La méthode d’analyse a combiné des techniques épigraphiques traditionnelles avec des approches linguistiques modernes. Les chercheurs ont d’abord transcrit le texte en caractères latins, un processus nécessitant une compréhension approfondie des systèmes d’écriture anciens. Une fois cette transcription réalisée, l’équipe a commencé à analyser la structure linguistique du texte. Ils se sont concentrés sur la syntaxe, le vocabulaire et la morphologie.
Les chercheurs ont pu identifier des similitudes entre la langue de Kalašma et d’autres langues indo-européennes, notamment le louvite. Ces similitudes portent sur les terminaisons des mots, la construction des phrases et la conjugaison des verbes. Cependant, malgré ces similitudes, la langue de Kalašma présente des caractéristiques distinctes. C’est une branche jusqu’alors inconnue de la famille des langues indo-européennes anatoliennes.
Implications historiques et culturelles de la langue de Kalašma
La découverte de la langue de Kalašma dans l’ancien empire hittite ouvre une fenêtre sur la diversité linguistique et culturelle de l’Anatolie à l’âge du bronze tardif. Cette trouvaille met en lumière la coexistence de multiples langues et traditions culturelles au sein d’un même territoire. Elle souligne également l’intérêt des Hittites pour les langues et les rituels étrangers. Les Hittites, connus pour leur empire multiculturel, intégraient souvent des éléments de cultures conquises dans leur propre société.
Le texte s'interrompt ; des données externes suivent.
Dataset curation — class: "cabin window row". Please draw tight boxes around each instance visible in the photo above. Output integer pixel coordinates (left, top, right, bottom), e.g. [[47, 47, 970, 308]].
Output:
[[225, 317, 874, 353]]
Cette stratégie d’assimilation culturelle témoigne d’une compréhension et d’un respect des diversités au sein de leur empire multiculturel. Les Hittites avaient une approche tolérante et inclusive. En adoptant et en adaptant les traditions des peuples conquis, les Hittites ont favorisé un sentiment d’unité et de cohésion au sein de leur empire. Cette intégration des diverses traditions a probablement joué un rôle clé dans leur stabilité et longévité.
De plus, cette découverte suggère une forme de syncrétisme, où différentes croyances et pratiques étaient fusionnées. La société hittite semblait donc ouverte à l’influence extérieure et flexible dans ses croyances. C’est une caractéristique qui pourrait avoir contribué à la diplomatie et aux relations internationales de l’empire.
Enfin, sur le plan historique, la langue de Kalašma éclaire les dynamiques linguistiques et culturelles de l’Anatolie à cette époque. Elle remet en question les perspectives antérieures sur la monolithie culturelle et linguistique de la région. Cela ouvre de nouvelles voies de recherche pour les historiens et les linguistes. Ils peuvent désormais explorer plus en profondeur les interactions entre les différentes cultures et langues de l’Anatolie ancienne.